Data Mining and Data Warehouses

What is Data Mining?

One of the most interesting growth areas of database usage is in the area of Online Analytical Processing, or OLAP. Powerful new data mining technologies have opened up a whole new world of OLAP capabilities. As technology advances and data storage capabilities increase in magnitude, companies are capturing and saving billions and trillions of daily transactions. In the past, due to storage limitations, day-to-day transaction data would be dumped and either discarded or stored in long-term tape storage. Today, however, with the massive amount of online storage available, companies are saving terabytes of raw data. For example, Walmart captures 20 million point-of-sale transactions every day. Raw data does not in and of itself provide benefit to an organization. However, new data mining techniques are enabling organizations to extract meaningful information from this raw data.

So what is data mining? Data mining is a technique used to analyze and extract information from massive databases. Data mining tools enable organizations to learn from the daily behaviors of their customers which then allows them to predict future behaviors and future trends. Data mining is like metal mining—it is mining for veins of precious ore (information) in the massive hillside of raw earth (raw data). The example that we are probably most familiar with is those companies that mine our emails and present us with advertising based on the content of the emailed message.

One incredible benefit of advanced data mining tools is that they can sometimes find unexpected relationships or hidden patterns that enable better tactical and strategic decisions. Hence, data mining is used both to predict trends and behaviors in existing products and services and also to find new relationships or new patterns that can be exploited.

Data mining is now used by a wide range of industries, including retail, finance, health care, and manufacturing. Some more specific uses of data mining techniques include the following:

  • Market analysis: identify buying patterns of customers and product connections

  • Customer analysis: identify which customers are repeat buyers and which are single shot

  • Fraud detection: identify transaction patterns that indicate fraudulent types of behavior

  • Direct marketing: identify customer profiles that respond to direct marketing programs

  • Trend analysis: identify what products are increasing, which are decreasing, and what the changing characteristics of current customers are

What is a Data Warehouse?

Even though daily transaction systems generate much of the raw data for data mining, the objectives and database structure supporting OLTP processing are quite different from what is required for OLAP capabilities. The solution is the creation of a new type of database called a data warehouse.

A data warehouse is simply a database whose primary objectives are analyzing, querying, and reporting. Data warehouses are often made up of several data marts. A data mart is a smaller form of a data warehouse that focuses on a specific type of data. There are two important elements in a data warehouse: (1) a flexible and loosely structured database that allows complex queries, and (2) a set of analytical tools to analyze, query, and report on interesting patterns within the data.

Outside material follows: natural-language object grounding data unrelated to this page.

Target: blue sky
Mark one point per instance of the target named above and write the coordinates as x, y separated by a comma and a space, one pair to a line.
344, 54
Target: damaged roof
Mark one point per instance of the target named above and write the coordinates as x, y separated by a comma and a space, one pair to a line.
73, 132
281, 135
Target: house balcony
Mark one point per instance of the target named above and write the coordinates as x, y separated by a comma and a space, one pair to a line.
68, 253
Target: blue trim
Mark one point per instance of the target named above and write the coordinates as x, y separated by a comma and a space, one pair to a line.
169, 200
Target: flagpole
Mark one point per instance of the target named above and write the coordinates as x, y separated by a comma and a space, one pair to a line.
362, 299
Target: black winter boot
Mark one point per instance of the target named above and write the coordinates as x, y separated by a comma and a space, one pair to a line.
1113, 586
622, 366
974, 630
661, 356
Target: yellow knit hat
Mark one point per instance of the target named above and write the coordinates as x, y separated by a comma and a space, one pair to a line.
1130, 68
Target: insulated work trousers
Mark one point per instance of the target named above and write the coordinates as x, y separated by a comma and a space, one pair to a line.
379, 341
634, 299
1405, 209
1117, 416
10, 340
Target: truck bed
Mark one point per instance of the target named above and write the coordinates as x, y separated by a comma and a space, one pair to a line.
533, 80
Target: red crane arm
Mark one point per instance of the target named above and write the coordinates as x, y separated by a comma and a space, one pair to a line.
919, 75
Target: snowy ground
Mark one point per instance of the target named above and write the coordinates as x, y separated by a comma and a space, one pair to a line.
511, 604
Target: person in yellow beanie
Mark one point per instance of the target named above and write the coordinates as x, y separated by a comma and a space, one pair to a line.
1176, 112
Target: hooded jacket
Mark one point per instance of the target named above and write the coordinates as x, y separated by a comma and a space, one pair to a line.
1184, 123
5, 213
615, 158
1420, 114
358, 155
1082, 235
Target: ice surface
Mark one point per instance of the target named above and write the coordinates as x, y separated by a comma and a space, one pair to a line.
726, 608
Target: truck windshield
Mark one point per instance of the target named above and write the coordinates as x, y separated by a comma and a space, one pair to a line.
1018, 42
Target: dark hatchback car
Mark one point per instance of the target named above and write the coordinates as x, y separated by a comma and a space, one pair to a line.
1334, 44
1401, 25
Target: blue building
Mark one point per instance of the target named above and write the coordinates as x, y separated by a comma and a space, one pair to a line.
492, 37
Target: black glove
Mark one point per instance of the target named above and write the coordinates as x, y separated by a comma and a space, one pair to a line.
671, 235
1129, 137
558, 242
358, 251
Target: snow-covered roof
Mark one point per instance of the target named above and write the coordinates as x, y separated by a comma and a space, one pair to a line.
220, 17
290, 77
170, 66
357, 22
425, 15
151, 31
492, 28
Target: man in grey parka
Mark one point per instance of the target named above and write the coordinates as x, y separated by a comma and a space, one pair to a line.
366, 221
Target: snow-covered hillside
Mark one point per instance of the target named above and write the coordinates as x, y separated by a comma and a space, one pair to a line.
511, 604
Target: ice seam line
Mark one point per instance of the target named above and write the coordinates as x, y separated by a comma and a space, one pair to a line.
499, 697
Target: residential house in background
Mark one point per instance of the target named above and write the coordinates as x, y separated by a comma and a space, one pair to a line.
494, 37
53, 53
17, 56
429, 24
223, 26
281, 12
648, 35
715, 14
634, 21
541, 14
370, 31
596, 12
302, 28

The database structure for a data warehouse is often quite different from an operational normalized database. The data in a data warehouse may not be normalized. It may contain both detailed and summary data. The database is also continually growing as more data is extracted from daily operations or updated from outside vendors.

Figure 1.8 shows the process for creating a data warehouse. Direct operational data for the primary business activities as well as indirect operational data from auxiliary activities are both extracted from the operational database. Externally purchased data is also loaded into the data warehouse as needed. The process of uploading data to the warehouse is called Extract, Transform, Load (ETL). The transformation process is used to reformat and restructure input data to the required warehouse formats.

Figure 1.8: Process to Build Information for a Data Warehouse

The data mining is actually done by tools that search for and find interesting information and patterns. These search tools can be as simple as a DBMS query capability or as a sophisticated as high-end pattern recognition programs or even artificial intelligence programs. Current research is continually developing new techniques and approaches to mining the data.

Externally Purchased Data

Many business entities also require information that is external to the business to include it in the data warehouse. Information about the economy, business trends, market activity, and competitor activities is often critical to long-term success. This type of information is much more difficult to obtain. There is a plethora of economic and financial facts, news articles, and analyst commentaries published every day in countless forums. How could a business ever find all the relevant facts and then organize and structure those facts so that they provide meaningful market information? How can these businesses then store that information in a database so that it can be used to make executive decisions? Even though this problem is not purely a database problem, database technology is certainly a large part of the solution. Not only can details and facts be captured and stored in a database, but database analysis will enable businesses to discover new types of information by analyzing the data.

The complexity of this problem is such that most businesses do not have the resources or the expertise to do a thorough job of finding and collecting the external information that may be helpful. Fortunately, there are commercial services that focus on this business need that will find, collect, organize, record, and distribute this kind of economic, financial, and market information. Dow Jones provides such a service on their website called Factiva. This Dow Jones service collects data facts from 31,000 different sources in 200 countries. Much of this information is not available on the web and must be extracted from original documents. The Business Information System provided by Dow Jones consists of a set of tools to do focused research and data extraction based on the information stored in this massive database. Without sophisticated database technology, this service would be impossible to provide.